三つの物語は、静かに世界を見つめ続けていた、脳の外、人間の外、情報の外の眼差しがとらえている光景を、はっきりと読み手に意識させる。だから、未知で不思議な物語であっても、同時に、その光景はいつも懐かしい。ただ奇妙なのではない、そうした普遍性を、これらの物語は携えている。だから、多くの人たちにとって、著者の物語は特別な奇跡になりうるのだと感じている。

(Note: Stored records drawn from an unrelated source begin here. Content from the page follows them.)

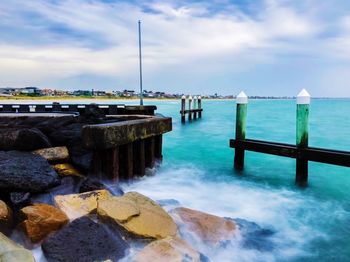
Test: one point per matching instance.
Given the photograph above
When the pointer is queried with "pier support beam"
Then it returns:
(241, 119)
(302, 136)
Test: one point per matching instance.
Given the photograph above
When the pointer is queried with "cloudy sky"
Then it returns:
(265, 47)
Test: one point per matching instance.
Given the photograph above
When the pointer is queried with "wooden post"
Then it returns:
(241, 119)
(302, 136)
(200, 106)
(190, 108)
(195, 107)
(183, 108)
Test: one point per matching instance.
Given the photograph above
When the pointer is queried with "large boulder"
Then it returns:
(41, 220)
(24, 139)
(84, 240)
(6, 219)
(66, 169)
(171, 249)
(53, 154)
(10, 251)
(77, 205)
(138, 215)
(23, 171)
(208, 228)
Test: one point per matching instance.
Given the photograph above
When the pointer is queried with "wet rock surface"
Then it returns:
(6, 218)
(84, 240)
(53, 154)
(23, 171)
(41, 220)
(77, 205)
(11, 252)
(171, 249)
(24, 139)
(209, 228)
(138, 215)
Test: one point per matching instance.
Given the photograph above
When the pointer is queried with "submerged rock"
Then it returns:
(6, 219)
(41, 220)
(77, 205)
(11, 252)
(171, 249)
(22, 171)
(84, 240)
(255, 237)
(24, 139)
(67, 170)
(208, 228)
(138, 215)
(53, 154)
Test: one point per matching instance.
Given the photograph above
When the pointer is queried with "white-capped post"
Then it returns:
(183, 108)
(302, 136)
(190, 108)
(241, 119)
(195, 103)
(200, 106)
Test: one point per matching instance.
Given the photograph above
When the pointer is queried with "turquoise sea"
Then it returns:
(310, 224)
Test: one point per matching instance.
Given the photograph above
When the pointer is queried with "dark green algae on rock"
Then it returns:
(23, 171)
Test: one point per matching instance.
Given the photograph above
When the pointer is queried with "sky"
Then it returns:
(264, 47)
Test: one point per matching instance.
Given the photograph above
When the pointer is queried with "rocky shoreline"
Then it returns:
(49, 200)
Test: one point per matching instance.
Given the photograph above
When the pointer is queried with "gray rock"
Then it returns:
(22, 171)
(25, 139)
(84, 240)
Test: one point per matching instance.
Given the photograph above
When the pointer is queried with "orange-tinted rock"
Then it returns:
(53, 153)
(6, 219)
(78, 205)
(67, 170)
(209, 228)
(139, 215)
(41, 220)
(168, 249)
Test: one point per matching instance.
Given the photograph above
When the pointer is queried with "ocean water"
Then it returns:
(310, 224)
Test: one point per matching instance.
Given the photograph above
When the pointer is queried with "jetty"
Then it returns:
(112, 142)
(300, 151)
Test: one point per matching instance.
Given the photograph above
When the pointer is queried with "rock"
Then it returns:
(209, 228)
(138, 215)
(20, 199)
(6, 219)
(41, 220)
(77, 205)
(67, 170)
(171, 249)
(23, 171)
(23, 139)
(84, 240)
(255, 237)
(11, 252)
(91, 184)
(53, 154)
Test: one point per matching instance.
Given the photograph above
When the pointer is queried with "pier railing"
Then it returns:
(300, 151)
(193, 110)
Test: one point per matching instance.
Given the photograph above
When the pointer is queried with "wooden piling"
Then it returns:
(190, 108)
(302, 136)
(183, 108)
(195, 107)
(241, 118)
(200, 106)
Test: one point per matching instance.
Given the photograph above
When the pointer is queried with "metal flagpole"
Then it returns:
(140, 59)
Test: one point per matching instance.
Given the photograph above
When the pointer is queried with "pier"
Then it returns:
(123, 141)
(194, 111)
(300, 151)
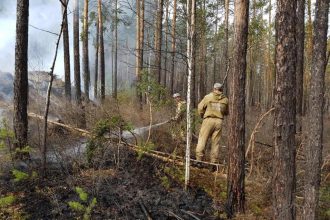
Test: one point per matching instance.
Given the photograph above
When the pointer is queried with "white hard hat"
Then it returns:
(217, 86)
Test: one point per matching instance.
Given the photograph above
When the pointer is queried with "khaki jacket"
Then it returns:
(213, 105)
(180, 110)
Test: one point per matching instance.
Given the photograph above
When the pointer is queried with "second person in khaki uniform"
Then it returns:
(212, 109)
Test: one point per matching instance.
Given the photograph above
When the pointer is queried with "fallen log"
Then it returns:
(166, 157)
(85, 132)
(144, 209)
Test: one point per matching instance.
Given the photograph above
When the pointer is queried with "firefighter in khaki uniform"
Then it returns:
(212, 109)
(178, 131)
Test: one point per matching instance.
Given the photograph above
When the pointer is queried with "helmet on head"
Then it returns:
(176, 95)
(217, 86)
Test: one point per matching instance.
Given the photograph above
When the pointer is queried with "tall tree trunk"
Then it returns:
(235, 187)
(191, 10)
(66, 49)
(173, 46)
(285, 107)
(101, 51)
(85, 52)
(203, 61)
(166, 41)
(215, 47)
(226, 51)
(308, 60)
(49, 89)
(116, 52)
(139, 44)
(21, 74)
(96, 75)
(270, 78)
(158, 41)
(141, 41)
(193, 56)
(300, 41)
(315, 114)
(76, 51)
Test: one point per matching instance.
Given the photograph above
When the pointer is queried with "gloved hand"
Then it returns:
(173, 119)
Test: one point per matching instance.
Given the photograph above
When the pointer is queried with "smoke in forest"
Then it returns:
(45, 15)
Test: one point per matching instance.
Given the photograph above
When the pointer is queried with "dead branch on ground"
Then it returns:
(253, 137)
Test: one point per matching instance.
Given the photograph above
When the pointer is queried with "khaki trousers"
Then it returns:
(211, 127)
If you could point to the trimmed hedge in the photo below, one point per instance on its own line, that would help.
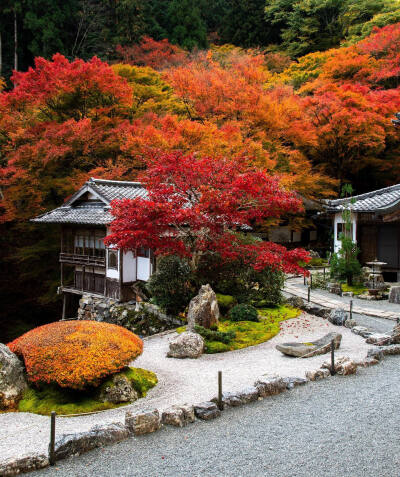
(76, 354)
(244, 312)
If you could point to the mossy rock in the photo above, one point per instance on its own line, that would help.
(249, 333)
(63, 401)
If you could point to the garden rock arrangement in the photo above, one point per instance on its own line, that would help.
(74, 444)
(142, 318)
(12, 378)
(203, 309)
(118, 391)
(303, 350)
(186, 345)
(337, 316)
(140, 423)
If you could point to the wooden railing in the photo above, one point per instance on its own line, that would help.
(77, 259)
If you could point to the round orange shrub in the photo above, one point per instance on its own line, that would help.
(76, 354)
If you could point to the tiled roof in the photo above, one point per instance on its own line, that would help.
(111, 190)
(379, 200)
(76, 211)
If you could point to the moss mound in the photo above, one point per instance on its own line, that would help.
(49, 397)
(249, 333)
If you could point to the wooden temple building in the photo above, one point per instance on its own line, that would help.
(375, 227)
(87, 266)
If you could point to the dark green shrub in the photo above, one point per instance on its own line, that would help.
(210, 335)
(171, 285)
(243, 312)
(225, 302)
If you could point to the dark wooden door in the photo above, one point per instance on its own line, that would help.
(388, 245)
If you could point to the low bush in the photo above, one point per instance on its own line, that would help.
(210, 335)
(50, 397)
(249, 333)
(170, 285)
(243, 312)
(225, 302)
(76, 354)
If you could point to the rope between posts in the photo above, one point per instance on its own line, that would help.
(311, 352)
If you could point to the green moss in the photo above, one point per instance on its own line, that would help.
(49, 398)
(225, 302)
(249, 333)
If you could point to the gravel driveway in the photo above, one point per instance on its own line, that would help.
(339, 427)
(183, 381)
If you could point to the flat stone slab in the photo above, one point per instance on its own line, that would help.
(320, 346)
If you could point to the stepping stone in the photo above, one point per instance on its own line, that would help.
(320, 346)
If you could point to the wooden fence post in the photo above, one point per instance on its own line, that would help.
(52, 459)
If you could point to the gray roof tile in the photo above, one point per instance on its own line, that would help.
(93, 212)
(375, 201)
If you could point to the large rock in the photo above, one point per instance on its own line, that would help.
(186, 345)
(119, 390)
(270, 385)
(178, 416)
(296, 301)
(318, 374)
(12, 378)
(379, 339)
(394, 295)
(68, 445)
(203, 309)
(206, 410)
(320, 346)
(343, 366)
(19, 465)
(337, 316)
(395, 334)
(140, 423)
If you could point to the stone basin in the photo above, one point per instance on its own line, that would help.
(312, 348)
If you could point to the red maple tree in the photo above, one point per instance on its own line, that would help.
(196, 204)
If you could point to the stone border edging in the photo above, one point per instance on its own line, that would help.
(147, 421)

 物語を紡いでいる「言葉」の力にも触れておきたい。作品の中の言葉たちは、たとえそれが自分が普段使い慣れているような言葉だったとしても、物語の中に、いつもとまったく違う表情と気配で、ぽん、と置いてある。作品の中の言葉を目から吸い込んで、それらが身体の中に落ちてくるとき、何度もはっとする。世界や眼差しだけではなく言葉にも角度があること、違う角度から見る言葉がときには艶かしく、また別のときには異様に、本の中に佇んでいることに、ぞっとしながら恍惚とする。読書が与えてくれる奇跡が生き物になって閉じ込められているような、魔力を持ったこの本が、文庫本という形でまた新しく世界に存在する。その新しい奇跡に改めて感謝する。世界が、『木になった亜沙』という物語が存在する世界になったことに、今日も心から幸福を感じている。